An Indian court has ruled that a disputed site sacred to Hindus and Muslims should be divided between the two faiths, in a bid to forge a compromise and end a historic battle that has triggered modern India’s most deadly religious clashes.
At issue is the symbolically potent, now heavily guarded, site in the northern town of Ayodhya. A mosque stood there from the 16th century until 1992, when it was destroyed by a Hindu mob convinced it was built over the birthplace of their deity Ram.
The legal dispute goes back to 1949, when Hindu idols were installed in the mosque and Hindu and Muslim groups began filing rival lawsuits for ownership of the holy ground. The claims have been winding through India’s legal system ever since. To adjudicate, the Allahabad High Court was asked to delve into history, considering evidence from a 17th-century traveller’s diary to a 2002 aerial survey and a 2003 archeological dig.
India rocked as religious dispute turns deadly
1528 Mosque built under Mughal emperor Babar.
1855 Hindu-Muslim clashes over worship at mosque site.
1949 Idols of Hindu god Ram “appear” in mosque. Hindu and Muslim groups file property claims; site declared disputed and locked.
1986 Court orders site unlocked after a Hindu petition for access to worship inside. Rightwing Hindu groups claim victory.
1990 In September, L.K. Advani, Hindu nationalist opposition Bharatiya Janata party leader, starts year-long cross-country campaign for construction of a Ram Temple at Ayodhya site, leaving a trail of communal clashes in his wake. In November, security forces fire at thousands of rightwing Hindus trying to storm mosque; 30 killed, mosque partially damaged.
1992 Hindu activists destroy mosque. At least 1,200 killed in riots across India.
2010 In July Allahabad High Court unsuccessfully urges negotiated settlement of dispute.
In their ruling, the judges ordered the site – now controlled by the government – to be divided, with two thirds, including the spot where Hindu idols now stand, going to Hindu groups and one-third to the Muslim community.
Explaining the decision, one judge said the site was the birthplace of Lord Ram “as per the faith and belief of Hindus”, and another said it had an “almost unprecedented” tradition of Hindu worship inside the mosque compound.
Fearing the verdict would reignite simmering inter-religious tensions, India was on high alert on Thursday, with hundreds of thousands of police and paramilitary deployed in sensitive areas.

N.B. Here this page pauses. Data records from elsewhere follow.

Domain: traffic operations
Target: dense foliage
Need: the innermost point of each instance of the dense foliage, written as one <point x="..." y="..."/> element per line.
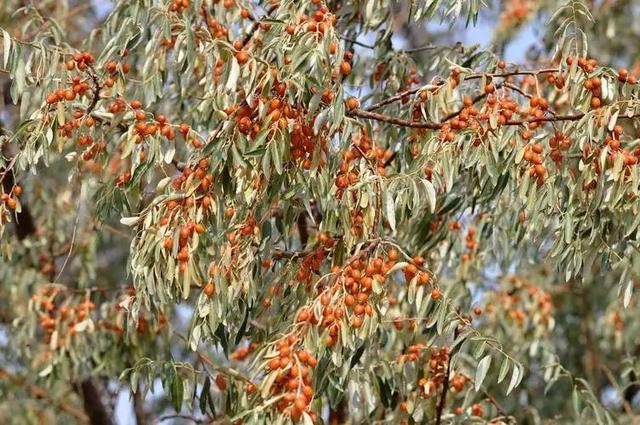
<point x="244" y="211"/>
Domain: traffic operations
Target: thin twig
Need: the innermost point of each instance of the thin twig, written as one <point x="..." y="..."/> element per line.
<point x="445" y="390"/>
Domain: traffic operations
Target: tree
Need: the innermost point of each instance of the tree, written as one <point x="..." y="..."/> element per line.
<point x="269" y="212"/>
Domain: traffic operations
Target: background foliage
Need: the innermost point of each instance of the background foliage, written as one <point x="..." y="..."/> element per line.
<point x="304" y="211"/>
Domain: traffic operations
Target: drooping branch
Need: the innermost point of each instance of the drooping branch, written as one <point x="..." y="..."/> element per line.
<point x="474" y="76"/>
<point x="438" y="125"/>
<point x="92" y="402"/>
<point x="41" y="393"/>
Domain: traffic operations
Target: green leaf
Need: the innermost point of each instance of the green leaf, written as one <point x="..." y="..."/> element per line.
<point x="177" y="392"/>
<point x="481" y="371"/>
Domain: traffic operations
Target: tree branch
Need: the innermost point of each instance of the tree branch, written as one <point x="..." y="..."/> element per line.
<point x="41" y="393"/>
<point x="445" y="390"/>
<point x="92" y="402"/>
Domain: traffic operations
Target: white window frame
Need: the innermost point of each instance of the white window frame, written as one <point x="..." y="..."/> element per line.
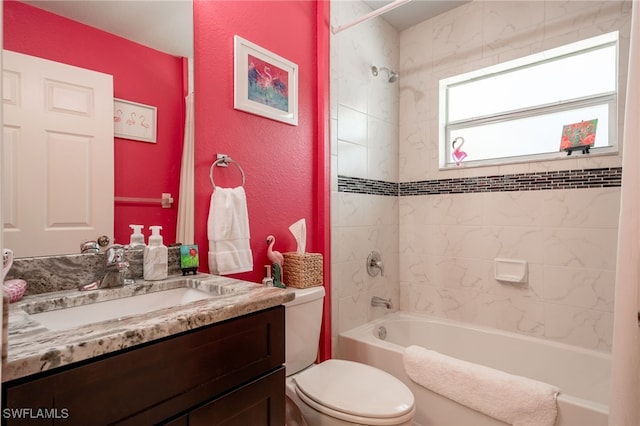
<point x="445" y="127"/>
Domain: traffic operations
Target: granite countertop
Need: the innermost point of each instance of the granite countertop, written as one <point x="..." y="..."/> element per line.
<point x="32" y="348"/>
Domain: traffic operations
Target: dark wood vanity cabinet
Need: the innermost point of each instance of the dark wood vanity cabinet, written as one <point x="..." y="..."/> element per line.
<point x="227" y="373"/>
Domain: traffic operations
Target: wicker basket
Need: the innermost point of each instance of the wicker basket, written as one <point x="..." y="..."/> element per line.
<point x="302" y="270"/>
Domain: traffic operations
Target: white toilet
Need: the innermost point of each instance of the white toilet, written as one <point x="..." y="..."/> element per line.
<point x="336" y="392"/>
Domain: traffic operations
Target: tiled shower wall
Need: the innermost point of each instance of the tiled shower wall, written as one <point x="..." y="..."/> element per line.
<point x="448" y="241"/>
<point x="447" y="226"/>
<point x="364" y="112"/>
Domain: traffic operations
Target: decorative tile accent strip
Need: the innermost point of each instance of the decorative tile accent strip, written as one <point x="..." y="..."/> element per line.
<point x="563" y="179"/>
<point x="367" y="186"/>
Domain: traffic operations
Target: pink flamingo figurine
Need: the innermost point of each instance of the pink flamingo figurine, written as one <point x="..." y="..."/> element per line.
<point x="274" y="255"/>
<point x="457" y="154"/>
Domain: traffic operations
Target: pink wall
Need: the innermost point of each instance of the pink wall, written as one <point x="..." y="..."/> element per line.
<point x="140" y="74"/>
<point x="286" y="166"/>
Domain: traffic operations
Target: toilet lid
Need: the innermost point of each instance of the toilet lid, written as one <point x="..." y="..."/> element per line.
<point x="355" y="389"/>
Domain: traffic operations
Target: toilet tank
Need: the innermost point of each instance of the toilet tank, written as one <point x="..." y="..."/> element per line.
<point x="303" y="318"/>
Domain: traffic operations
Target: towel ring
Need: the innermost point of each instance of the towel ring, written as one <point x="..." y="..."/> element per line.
<point x="219" y="162"/>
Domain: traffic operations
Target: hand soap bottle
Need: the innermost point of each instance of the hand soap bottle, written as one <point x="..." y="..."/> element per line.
<point x="136" y="241"/>
<point x="156" y="256"/>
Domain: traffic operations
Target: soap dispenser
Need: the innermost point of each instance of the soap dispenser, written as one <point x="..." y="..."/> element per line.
<point x="156" y="256"/>
<point x="136" y="241"/>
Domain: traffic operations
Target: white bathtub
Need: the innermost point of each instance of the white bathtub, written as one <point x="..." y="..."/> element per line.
<point x="582" y="375"/>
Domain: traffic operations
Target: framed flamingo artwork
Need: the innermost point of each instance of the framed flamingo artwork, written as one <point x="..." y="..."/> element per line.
<point x="264" y="83"/>
<point x="132" y="120"/>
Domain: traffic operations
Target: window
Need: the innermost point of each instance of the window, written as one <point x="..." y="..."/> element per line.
<point x="517" y="110"/>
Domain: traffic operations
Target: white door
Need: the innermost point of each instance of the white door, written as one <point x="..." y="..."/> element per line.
<point x="58" y="176"/>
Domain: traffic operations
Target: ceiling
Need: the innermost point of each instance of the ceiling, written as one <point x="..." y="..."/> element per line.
<point x="167" y="25"/>
<point x="413" y="12"/>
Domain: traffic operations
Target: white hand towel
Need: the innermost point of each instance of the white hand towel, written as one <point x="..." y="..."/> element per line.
<point x="516" y="400"/>
<point x="228" y="232"/>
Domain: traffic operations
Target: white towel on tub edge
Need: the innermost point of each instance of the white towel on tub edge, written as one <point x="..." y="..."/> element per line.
<point x="517" y="400"/>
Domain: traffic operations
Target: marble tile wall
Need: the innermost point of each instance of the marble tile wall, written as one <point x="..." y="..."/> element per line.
<point x="446" y="242"/>
<point x="364" y="146"/>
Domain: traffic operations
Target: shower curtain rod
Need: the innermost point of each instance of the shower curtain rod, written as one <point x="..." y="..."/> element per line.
<point x="370" y="15"/>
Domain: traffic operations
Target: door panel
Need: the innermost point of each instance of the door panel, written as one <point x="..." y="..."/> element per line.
<point x="57" y="155"/>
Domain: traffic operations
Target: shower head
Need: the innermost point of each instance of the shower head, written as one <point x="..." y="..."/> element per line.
<point x="391" y="75"/>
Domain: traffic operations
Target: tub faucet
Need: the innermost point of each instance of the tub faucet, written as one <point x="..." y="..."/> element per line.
<point x="114" y="264"/>
<point x="379" y="301"/>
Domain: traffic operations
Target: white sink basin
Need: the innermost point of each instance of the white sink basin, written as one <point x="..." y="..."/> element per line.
<point x="63" y="319"/>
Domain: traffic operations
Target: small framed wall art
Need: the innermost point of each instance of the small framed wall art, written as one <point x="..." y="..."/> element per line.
<point x="264" y="83"/>
<point x="132" y="120"/>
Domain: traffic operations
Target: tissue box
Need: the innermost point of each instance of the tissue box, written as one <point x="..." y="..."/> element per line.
<point x="302" y="270"/>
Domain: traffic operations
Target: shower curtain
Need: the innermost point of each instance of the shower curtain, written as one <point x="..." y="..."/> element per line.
<point x="184" y="229"/>
<point x="624" y="408"/>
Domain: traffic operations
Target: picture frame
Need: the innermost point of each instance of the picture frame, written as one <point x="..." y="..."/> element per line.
<point x="265" y="83"/>
<point x="135" y="121"/>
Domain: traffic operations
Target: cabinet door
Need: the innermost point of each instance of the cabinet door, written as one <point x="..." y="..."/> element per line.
<point x="261" y="402"/>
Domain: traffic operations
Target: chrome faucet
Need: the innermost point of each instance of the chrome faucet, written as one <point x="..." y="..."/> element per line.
<point x="116" y="264"/>
<point x="374" y="264"/>
<point x="379" y="301"/>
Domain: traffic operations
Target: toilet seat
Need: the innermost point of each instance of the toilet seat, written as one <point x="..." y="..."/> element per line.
<point x="356" y="393"/>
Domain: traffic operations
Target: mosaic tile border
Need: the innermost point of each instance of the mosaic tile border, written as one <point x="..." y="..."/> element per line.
<point x="562" y="179"/>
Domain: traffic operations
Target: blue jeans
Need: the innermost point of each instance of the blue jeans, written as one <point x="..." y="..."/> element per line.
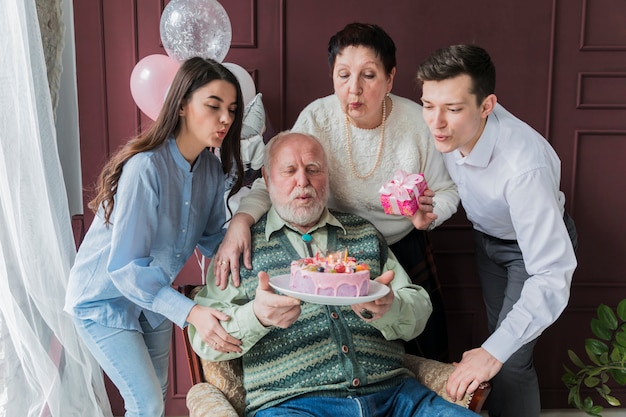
<point x="408" y="399"/>
<point x="136" y="363"/>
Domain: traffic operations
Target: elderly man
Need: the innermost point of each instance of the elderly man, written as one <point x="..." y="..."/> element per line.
<point x="309" y="359"/>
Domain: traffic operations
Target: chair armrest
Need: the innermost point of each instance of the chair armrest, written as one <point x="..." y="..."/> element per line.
<point x="227" y="377"/>
<point x="205" y="400"/>
<point x="434" y="375"/>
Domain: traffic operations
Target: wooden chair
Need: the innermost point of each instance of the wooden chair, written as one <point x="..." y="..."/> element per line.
<point x="217" y="387"/>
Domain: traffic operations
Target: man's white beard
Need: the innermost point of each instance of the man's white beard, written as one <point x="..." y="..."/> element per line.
<point x="306" y="215"/>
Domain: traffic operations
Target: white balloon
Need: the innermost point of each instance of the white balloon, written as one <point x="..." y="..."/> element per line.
<point x="191" y="28"/>
<point x="248" y="89"/>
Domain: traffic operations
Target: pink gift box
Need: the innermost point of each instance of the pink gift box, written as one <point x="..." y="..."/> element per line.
<point x="399" y="196"/>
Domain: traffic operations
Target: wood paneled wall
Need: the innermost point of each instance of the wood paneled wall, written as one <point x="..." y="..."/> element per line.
<point x="561" y="68"/>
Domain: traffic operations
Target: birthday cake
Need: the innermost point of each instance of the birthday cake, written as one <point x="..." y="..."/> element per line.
<point x="335" y="276"/>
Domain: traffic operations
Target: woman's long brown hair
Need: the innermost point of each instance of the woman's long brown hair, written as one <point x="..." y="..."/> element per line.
<point x="193" y="74"/>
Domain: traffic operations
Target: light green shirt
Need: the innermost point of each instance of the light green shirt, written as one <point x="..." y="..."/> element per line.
<point x="405" y="320"/>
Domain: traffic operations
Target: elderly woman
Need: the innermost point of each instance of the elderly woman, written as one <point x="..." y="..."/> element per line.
<point x="368" y="134"/>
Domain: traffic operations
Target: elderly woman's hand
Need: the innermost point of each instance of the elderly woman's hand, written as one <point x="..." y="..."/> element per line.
<point x="236" y="242"/>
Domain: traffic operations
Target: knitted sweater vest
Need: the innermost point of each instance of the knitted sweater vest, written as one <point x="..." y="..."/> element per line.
<point x="329" y="350"/>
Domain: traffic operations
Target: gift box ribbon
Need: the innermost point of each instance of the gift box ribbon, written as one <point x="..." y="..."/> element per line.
<point x="401" y="184"/>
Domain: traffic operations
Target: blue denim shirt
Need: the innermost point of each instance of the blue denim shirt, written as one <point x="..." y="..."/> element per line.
<point x="163" y="209"/>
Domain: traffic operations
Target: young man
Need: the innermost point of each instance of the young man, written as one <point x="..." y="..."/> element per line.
<point x="508" y="177"/>
<point x="306" y="359"/>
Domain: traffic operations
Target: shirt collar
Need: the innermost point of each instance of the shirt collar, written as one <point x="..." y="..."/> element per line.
<point x="483" y="149"/>
<point x="275" y="223"/>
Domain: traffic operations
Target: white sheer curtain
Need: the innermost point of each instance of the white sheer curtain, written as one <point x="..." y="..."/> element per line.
<point x="44" y="368"/>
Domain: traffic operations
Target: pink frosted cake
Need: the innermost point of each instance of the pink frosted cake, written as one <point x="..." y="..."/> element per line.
<point x="330" y="277"/>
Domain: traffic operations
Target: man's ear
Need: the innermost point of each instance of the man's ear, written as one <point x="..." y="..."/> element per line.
<point x="489" y="103"/>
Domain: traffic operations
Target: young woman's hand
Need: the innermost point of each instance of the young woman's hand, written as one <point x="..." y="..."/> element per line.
<point x="236" y="242"/>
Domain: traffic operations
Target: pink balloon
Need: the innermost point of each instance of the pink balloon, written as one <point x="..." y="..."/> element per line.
<point x="149" y="82"/>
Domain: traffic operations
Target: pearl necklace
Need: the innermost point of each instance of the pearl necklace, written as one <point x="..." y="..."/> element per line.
<point x="380" y="145"/>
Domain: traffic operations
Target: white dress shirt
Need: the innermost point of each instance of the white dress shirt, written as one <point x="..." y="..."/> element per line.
<point x="510" y="189"/>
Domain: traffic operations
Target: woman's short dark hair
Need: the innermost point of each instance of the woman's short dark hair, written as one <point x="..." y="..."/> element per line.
<point x="363" y="34"/>
<point x="455" y="60"/>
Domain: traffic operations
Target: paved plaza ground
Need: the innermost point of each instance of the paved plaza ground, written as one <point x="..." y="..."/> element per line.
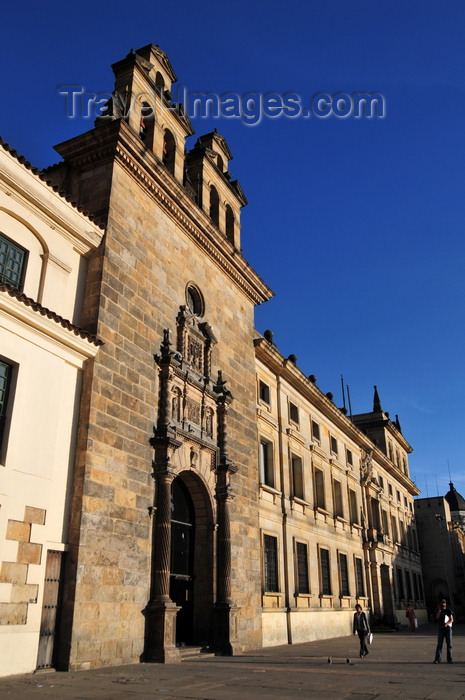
<point x="399" y="665"/>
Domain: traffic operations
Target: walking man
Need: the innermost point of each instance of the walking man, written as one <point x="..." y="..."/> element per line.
<point x="445" y="619"/>
<point x="362" y="628"/>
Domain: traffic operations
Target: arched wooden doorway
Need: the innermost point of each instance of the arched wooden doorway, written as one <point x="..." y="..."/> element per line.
<point x="191" y="567"/>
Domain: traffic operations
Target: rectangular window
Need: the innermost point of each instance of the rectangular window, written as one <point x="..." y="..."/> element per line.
<point x="302" y="568"/>
<point x="353" y="507"/>
<point x="266" y="463"/>
<point x="409" y="585"/>
<point x="385" y="522"/>
<point x="293" y="413"/>
<point x="264" y="392"/>
<point x="12" y="263"/>
<point x="325" y="572"/>
<point x="270" y="556"/>
<point x="333" y="445"/>
<point x="297" y="477"/>
<point x="359" y="577"/>
<point x="319" y="489"/>
<point x="315" y="431"/>
<point x="400" y="585"/>
<point x="5" y="383"/>
<point x="337" y="495"/>
<point x="344" y="574"/>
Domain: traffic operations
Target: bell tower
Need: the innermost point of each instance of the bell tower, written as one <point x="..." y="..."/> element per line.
<point x="142" y="96"/>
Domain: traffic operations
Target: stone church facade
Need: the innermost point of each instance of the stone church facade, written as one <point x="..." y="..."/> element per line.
<point x="202" y="500"/>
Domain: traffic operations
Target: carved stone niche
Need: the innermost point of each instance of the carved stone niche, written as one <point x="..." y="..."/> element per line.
<point x="192" y="407"/>
<point x="194" y="341"/>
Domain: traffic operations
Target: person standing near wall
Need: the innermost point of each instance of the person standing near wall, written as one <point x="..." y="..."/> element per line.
<point x="445" y="619"/>
<point x="412" y="618"/>
<point x="362" y="628"/>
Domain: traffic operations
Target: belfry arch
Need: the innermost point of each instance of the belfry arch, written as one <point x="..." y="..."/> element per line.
<point x="191" y="567"/>
<point x="190" y="592"/>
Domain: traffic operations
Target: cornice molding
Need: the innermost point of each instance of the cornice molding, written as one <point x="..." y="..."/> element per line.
<point x="167" y="192"/>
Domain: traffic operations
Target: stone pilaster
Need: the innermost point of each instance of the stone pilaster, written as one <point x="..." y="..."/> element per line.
<point x="224" y="611"/>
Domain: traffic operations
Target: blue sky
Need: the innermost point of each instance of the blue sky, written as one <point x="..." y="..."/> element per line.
<point x="356" y="224"/>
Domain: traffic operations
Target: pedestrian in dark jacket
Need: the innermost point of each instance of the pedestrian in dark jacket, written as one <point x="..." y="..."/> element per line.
<point x="362" y="628"/>
<point x="445" y="618"/>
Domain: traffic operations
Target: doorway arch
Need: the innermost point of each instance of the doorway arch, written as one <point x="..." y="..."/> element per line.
<point x="191" y="565"/>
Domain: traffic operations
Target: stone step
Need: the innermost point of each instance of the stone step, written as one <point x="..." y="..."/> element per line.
<point x="189" y="652"/>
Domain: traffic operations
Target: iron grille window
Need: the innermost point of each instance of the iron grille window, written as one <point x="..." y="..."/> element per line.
<point x="264" y="392"/>
<point x="5" y="381"/>
<point x="297" y="477"/>
<point x="270" y="550"/>
<point x="400" y="584"/>
<point x="294" y="413"/>
<point x="319" y="489"/>
<point x="359" y="575"/>
<point x="325" y="573"/>
<point x="338" y="507"/>
<point x="266" y="463"/>
<point x="334" y="448"/>
<point x="344" y="574"/>
<point x="315" y="431"/>
<point x="353" y="507"/>
<point x="12" y="260"/>
<point x="302" y="568"/>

Rightwing Hindu groups, including the Hindu nationalist opposition Bharatiya Janata party, welcomed what they said was the court’s affirmation of their right to build a grand Ram temple at the site. “It is a significant step,” said L.K. Advani, BJP president, who led an emotional campaign to whip up mass support for a Ram temple, culminating in the destruction of the mosque in 1992 and religious riots that claimed nearly 2,000 lives.
However, the Sunni Waqf Board, which oversees Muslim properties, said it would appeal to India’s Supreme Court. The move means the division of the site will be put on hold indefinitely.
“I don’t believe that this sharing is done on a principle that is legally, historically or socially just,” said Rajeev Dhawan, a Supreme Court lawyer. “In 1992, we saw a mosque being destroyed, and at the end of the day, what the courts said to the minority community is that, ‘this was never yours in the first place; however, we will give you one-third’.”